Thursday, September 20, 2012

its almost september.

obviously, i have been doing an amazing job of documenting the past few weeks/ months.

it is september.

mosquitoes, your days are numbered.

ladies and gents, i am a pregapottomas. but you knew that already.




in two days, Bean infant will be all of 12 weeks old. i have spent the past few weeks feeling less than amazing. apparently, a growing human is not a favorite neighbor of my stomach. i gag like a pro, but have managed to overcome getting sick every day after about a month of it. God is gracious!

this is my excuse for being so stellar at loosing track of the end of the summer.  

my heart is so ready for this new little one. april feels so far away! i cant wait for this baby to join our family. Leilani is quite ready for a sibling. i know she will be a terrific big sister.

but oh my goodness. i am really struggling to keep up with every day life. i am so thankful to feel such improvement overall, keeping food down is usually the norm, and less makes me gag these days. but my energy comes and goes in frustratingly unpredictable waves, and my get up and go, got up and left weeks ago.

my house is never clean. and i am not being modest and heavy sighing over a sock in the livingroom and some toys scattered across the house. overflowing trash cans, piles of laundry (washed and unwashed) plates with breakfast on them from two days ago sitting on the table... don't get me started at the science projects trying to grow in my kitchen. its really a mess. food shopping and prep often feels like an insurmountable task most days.

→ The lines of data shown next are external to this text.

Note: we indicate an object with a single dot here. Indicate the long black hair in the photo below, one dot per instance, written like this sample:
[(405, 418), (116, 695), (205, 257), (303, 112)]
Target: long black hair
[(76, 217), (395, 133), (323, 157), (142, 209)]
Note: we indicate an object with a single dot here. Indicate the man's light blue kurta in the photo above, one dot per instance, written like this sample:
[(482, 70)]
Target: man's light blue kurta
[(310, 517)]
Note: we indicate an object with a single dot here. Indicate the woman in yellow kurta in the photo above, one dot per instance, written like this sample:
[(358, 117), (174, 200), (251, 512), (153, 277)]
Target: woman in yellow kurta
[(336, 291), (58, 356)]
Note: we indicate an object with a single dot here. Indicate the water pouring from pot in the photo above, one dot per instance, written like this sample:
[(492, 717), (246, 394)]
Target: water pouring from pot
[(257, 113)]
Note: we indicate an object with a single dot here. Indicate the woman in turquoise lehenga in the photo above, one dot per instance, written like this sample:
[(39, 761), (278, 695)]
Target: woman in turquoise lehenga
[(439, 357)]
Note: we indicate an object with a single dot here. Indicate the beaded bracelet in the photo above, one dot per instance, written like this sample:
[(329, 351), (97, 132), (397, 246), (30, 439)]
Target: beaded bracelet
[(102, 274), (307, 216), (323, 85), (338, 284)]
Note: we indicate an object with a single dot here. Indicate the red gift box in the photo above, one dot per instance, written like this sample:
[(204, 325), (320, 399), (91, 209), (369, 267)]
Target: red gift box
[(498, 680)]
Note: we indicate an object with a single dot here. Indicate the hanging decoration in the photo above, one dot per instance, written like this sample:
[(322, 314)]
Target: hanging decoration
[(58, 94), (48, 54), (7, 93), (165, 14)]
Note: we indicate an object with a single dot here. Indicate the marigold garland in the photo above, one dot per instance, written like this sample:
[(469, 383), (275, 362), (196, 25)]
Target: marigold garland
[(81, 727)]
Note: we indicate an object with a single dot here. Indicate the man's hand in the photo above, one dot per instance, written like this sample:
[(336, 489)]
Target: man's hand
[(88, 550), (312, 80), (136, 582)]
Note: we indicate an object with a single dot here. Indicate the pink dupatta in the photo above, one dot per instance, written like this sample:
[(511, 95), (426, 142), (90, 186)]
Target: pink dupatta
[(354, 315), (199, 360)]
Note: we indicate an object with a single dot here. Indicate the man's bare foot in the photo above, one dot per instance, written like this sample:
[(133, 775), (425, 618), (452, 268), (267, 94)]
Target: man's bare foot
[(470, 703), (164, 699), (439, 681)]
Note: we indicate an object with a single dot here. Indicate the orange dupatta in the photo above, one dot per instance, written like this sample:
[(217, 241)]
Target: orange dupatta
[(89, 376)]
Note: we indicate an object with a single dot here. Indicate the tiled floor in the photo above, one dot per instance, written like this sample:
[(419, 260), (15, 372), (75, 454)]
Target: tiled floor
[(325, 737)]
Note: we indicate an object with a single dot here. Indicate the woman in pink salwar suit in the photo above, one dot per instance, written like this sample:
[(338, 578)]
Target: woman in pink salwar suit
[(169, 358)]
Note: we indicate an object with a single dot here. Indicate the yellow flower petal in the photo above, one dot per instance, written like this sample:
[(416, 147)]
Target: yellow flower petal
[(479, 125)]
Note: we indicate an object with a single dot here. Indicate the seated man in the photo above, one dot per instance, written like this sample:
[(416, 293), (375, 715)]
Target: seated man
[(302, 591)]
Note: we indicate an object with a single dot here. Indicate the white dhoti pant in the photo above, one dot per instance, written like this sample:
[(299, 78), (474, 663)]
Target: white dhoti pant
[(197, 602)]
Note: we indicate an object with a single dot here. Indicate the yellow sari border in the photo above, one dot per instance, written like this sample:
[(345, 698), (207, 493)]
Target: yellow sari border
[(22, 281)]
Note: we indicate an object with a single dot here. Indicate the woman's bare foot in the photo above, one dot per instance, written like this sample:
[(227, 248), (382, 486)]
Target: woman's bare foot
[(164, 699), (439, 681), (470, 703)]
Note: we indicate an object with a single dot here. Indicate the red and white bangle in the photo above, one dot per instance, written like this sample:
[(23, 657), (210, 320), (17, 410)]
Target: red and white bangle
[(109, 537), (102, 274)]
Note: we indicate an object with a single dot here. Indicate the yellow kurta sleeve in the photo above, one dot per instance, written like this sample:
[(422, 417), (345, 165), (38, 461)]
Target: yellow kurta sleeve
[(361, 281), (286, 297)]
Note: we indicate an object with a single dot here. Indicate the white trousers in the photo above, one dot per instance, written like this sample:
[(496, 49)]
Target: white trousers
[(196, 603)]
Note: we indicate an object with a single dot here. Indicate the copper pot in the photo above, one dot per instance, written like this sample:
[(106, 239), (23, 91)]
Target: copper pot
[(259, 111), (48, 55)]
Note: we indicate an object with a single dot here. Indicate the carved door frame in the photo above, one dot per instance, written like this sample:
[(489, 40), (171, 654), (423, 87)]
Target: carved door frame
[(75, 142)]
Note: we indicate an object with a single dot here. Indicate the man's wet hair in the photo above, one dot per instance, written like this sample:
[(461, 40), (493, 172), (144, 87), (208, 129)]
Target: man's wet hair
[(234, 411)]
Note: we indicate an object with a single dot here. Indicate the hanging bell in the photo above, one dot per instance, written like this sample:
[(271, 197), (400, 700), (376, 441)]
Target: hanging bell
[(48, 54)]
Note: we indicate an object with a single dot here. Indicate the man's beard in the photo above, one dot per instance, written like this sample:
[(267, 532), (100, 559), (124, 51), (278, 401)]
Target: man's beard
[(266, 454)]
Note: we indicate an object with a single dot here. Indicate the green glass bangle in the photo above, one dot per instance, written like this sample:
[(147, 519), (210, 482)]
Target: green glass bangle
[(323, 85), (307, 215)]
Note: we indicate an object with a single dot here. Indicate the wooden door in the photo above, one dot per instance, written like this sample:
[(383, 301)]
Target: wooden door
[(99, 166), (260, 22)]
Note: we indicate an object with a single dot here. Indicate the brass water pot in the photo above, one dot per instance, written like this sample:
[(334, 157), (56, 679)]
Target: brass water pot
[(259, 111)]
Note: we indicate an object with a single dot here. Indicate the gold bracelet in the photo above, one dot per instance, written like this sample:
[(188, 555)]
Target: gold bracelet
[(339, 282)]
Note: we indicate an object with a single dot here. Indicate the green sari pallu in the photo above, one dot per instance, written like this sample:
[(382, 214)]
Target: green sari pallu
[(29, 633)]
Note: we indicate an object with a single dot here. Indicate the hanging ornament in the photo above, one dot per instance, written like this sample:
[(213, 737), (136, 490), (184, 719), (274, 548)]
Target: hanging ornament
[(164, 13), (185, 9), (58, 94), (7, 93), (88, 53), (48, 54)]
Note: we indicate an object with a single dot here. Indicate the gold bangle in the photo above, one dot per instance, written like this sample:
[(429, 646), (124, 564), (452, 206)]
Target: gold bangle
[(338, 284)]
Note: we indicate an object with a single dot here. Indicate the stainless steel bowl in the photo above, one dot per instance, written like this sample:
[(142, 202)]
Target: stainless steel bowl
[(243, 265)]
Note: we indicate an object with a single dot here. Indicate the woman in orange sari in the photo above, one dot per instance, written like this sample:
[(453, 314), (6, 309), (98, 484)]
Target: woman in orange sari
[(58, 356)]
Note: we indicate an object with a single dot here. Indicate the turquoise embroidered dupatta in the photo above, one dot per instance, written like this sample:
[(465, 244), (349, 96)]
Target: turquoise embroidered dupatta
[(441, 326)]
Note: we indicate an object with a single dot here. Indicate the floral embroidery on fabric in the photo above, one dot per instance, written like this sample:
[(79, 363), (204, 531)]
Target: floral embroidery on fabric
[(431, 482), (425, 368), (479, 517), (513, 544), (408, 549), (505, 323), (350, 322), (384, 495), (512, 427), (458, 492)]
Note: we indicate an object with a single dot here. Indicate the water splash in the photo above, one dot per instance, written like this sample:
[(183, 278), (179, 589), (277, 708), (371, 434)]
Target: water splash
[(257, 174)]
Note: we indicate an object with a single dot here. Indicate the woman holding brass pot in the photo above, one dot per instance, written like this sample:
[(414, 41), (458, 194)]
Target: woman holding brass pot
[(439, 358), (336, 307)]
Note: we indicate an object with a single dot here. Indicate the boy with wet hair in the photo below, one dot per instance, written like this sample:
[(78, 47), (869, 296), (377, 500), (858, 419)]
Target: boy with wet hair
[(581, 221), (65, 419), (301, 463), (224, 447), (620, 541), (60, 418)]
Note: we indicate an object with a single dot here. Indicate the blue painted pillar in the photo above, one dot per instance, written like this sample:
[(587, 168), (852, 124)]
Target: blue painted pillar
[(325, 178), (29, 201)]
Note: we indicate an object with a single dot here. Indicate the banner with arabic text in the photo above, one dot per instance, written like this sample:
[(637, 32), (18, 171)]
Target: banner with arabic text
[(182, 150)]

i am not discrediting the value and importance of keeping Leilani clean and fed (for the most part), or the physical work it requires to grow a baby person. but i really feel frustrated with my inability to maintain a "put-together, everything is under control" environment. my heart always feels heavy as i try to determine how much of my lethargic attitude comes from the genuine physical restraints of the first trimester of pregnancy, and how much is the result of a slothful heart. and how much of my concern and embarrassment is the result of actual responsibility or is it just pride?

so yes. every day life feels kinda out of control these days.